On offense, Chow scrapped the wide-open run-and-shoot attack, which Hawaii had employed for more than a decade, in favor of the more conventional pro-set. Karl Kawachi, a die-hard fan who’s been following the program since the early 1970s, says: “We just didn’t have the horses. Until last year, we’ve been using smaller, quicker players who were suited for the run-and-shoot offensive system. It’s much more difficult to go from that system to a more traditional, power-style football.” Adds season ticket holder Sean Eyman, who’s been attending UH football games since 1980, “It was like trying to put square pegs into round holes.”
Saddled with injuries and inconsistent play, the new offense sputtered, posting just 21.2 points a game—placing last in the Mountain West Conference and 100th among the 120 NCAA Division I Football Bowl Subdivision schools.

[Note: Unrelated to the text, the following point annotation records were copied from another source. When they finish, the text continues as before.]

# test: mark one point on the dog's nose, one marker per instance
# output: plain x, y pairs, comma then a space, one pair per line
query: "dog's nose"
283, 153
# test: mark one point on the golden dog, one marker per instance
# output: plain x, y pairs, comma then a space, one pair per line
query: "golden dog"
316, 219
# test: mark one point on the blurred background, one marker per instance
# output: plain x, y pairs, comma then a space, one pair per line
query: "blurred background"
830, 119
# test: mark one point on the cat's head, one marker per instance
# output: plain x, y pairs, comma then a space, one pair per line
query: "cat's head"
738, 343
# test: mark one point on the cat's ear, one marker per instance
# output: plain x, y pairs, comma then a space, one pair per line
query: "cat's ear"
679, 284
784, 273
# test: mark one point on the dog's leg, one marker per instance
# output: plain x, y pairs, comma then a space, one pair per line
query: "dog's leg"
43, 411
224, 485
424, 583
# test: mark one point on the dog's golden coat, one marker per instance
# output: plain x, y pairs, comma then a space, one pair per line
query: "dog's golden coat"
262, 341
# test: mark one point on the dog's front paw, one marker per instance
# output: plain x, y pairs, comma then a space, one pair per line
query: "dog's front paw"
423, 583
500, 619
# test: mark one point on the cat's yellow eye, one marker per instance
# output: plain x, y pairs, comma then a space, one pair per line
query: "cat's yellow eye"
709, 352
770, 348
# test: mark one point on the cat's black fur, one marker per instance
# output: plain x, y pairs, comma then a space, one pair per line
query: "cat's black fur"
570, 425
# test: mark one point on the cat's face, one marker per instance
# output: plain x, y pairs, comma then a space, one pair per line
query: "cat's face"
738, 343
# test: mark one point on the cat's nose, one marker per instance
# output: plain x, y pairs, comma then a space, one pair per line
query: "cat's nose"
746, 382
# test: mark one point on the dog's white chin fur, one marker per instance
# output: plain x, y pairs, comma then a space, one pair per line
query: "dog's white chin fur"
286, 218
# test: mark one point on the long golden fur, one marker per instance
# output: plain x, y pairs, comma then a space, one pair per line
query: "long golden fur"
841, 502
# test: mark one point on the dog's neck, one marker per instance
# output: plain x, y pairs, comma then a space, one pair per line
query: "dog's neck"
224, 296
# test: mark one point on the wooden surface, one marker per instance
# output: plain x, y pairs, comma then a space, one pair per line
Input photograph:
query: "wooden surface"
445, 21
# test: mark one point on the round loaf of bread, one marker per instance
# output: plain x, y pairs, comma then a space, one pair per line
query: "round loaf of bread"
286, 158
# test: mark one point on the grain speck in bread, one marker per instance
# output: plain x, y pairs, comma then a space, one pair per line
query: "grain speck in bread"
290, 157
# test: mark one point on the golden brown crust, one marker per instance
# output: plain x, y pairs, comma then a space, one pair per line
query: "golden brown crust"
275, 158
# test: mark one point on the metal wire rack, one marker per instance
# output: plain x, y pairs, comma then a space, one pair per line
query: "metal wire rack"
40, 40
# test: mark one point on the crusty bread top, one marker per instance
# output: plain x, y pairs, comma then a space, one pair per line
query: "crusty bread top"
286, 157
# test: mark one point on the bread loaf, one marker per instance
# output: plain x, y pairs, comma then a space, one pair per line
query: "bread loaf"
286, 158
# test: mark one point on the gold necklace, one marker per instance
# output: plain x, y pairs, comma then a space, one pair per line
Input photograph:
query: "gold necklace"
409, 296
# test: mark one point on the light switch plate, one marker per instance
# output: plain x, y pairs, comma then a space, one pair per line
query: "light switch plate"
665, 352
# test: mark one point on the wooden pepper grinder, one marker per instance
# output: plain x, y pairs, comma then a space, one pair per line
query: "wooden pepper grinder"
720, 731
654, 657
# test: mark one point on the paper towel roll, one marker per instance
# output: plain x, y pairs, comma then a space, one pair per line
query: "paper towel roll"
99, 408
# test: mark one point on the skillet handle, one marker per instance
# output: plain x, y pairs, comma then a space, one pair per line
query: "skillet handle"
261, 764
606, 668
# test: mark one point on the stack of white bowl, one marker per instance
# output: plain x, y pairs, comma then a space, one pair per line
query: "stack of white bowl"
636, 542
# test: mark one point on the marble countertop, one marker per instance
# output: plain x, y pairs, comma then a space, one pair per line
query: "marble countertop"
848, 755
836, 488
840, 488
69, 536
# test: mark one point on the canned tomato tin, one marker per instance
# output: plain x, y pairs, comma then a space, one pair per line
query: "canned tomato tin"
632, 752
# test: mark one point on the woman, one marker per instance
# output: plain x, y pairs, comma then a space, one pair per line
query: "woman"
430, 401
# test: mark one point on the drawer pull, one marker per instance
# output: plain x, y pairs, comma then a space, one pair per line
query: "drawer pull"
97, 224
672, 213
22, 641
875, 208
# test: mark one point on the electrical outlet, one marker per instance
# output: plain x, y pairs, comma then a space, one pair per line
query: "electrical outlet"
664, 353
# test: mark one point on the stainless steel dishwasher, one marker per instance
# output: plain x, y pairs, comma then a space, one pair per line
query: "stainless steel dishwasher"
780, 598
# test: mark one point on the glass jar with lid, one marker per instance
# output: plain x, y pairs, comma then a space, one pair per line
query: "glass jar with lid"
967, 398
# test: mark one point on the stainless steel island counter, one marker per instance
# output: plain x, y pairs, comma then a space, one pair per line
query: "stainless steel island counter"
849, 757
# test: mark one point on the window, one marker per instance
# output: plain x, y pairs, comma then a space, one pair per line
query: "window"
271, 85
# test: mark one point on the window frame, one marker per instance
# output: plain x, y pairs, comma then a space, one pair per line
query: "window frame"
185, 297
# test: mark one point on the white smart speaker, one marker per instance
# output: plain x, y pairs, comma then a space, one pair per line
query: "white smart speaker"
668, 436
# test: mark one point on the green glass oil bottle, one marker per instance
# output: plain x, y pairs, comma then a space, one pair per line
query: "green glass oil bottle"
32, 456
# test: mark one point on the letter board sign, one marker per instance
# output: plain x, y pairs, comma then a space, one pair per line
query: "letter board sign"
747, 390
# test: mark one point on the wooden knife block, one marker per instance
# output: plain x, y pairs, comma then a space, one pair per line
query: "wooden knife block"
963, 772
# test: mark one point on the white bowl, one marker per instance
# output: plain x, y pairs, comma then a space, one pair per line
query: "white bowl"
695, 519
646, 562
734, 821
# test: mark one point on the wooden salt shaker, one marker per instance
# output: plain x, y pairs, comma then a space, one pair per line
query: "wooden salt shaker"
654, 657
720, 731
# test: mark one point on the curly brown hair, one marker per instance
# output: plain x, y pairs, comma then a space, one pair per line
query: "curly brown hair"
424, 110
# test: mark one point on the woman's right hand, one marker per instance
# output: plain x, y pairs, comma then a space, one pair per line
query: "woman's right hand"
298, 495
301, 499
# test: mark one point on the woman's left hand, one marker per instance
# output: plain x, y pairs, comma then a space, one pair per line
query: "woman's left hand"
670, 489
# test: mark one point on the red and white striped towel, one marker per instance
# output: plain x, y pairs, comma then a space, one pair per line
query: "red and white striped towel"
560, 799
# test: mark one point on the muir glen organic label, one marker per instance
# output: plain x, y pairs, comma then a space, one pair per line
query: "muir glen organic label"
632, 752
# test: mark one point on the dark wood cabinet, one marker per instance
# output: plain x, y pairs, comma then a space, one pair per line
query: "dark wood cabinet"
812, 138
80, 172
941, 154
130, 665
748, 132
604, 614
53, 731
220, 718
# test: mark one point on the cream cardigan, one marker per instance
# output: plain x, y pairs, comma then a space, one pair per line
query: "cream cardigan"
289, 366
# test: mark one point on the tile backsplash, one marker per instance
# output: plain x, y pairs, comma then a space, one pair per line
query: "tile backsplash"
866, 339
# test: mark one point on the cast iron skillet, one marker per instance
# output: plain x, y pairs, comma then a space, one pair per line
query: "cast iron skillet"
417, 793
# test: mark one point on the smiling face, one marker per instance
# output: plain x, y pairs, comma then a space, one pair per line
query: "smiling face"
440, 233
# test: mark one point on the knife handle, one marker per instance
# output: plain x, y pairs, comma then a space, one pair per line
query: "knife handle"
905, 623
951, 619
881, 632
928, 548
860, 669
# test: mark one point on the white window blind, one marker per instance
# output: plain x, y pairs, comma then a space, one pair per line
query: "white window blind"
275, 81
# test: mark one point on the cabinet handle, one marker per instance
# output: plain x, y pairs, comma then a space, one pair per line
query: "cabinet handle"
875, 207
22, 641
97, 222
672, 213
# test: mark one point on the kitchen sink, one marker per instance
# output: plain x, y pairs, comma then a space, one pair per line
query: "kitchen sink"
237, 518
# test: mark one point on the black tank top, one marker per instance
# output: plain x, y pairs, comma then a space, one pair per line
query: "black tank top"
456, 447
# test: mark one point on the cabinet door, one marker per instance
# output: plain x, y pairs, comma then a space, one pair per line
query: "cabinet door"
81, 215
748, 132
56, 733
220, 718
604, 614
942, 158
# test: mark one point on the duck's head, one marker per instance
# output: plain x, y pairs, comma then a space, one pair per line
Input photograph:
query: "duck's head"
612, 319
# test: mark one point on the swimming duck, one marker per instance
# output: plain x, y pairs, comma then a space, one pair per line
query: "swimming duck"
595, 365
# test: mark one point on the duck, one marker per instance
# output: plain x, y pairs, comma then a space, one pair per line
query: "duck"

Still, Chow refused to switch up his strategy. “What made me mad was the game against BYU,” recalls Eyman. “In the fourth quarter, when we were down 40 points, we kept running the ball straight into the pile. It looked like Chow had given up, that he wasn’t even trying to score.” The Rainbow Warriors had 398 pass attempts in 2012, down from 598 the previous year. “It seemed Chow was stuck in ‘My way, my way, my way,’” says Eyman. “Well, it was pretty clear that his way wasn’t working until the end of the season, when he started to open the offense up.”
The Rainbow Warriors stumbled to a 3-9 record in 2012, including a woeful 1-7 in its Mountain West Conference debut. At one point, the team endured an eight-game losing streak, including lopsided losses to arch-rivals Nevada (69-24), Brigham Young (47-0), Fresno State (45-10) and Boise State (49-14).
John Veneri, a former UH player who played on the 1992 Holiday Bowl championship team, sees a method to the madness. “You have to understand that, to a degree, Coach Chow adapted his offense to the players he had,” explains Veneri, who now provides analysis for Rainbow Warrior games on ESPN 1420. “He had an offensive line that really struggled, and you had a quarterback (Sean Schroeder) who was getting pounded every game. So running the ball so much may have been boring, but it probably saved the quarterback’s life.” Eyman nods in agreement. “I’ve seen pinatas take less of a beating than Schroeder did,” he says, wincing at the thought.
“We have a reason for doing the things we do,” says Chow. “My job as a coach is to put our players in a position to be successful. If that means running the ball, we’re going to run. If it means throwing, we’re going to throw. We’re trying to win football games. I can’t help what other people say or think.”
Any coach in his first season gets a pass. But it only lasts a certain amount of time. “Ten years ago, a head coach would probably get three to five years to get his system in place,” says Veneri. “These days, it’s probably only two years. Considering how much coaches are getting paid now, and how competitive college football has become, fans are a little less forgiving. I think Hawaii fans are willing to give Norm Chow a little more leniency because, one, he’s a local boy who’s returned home, and, two, he’s had to deal with so many changes within the program.”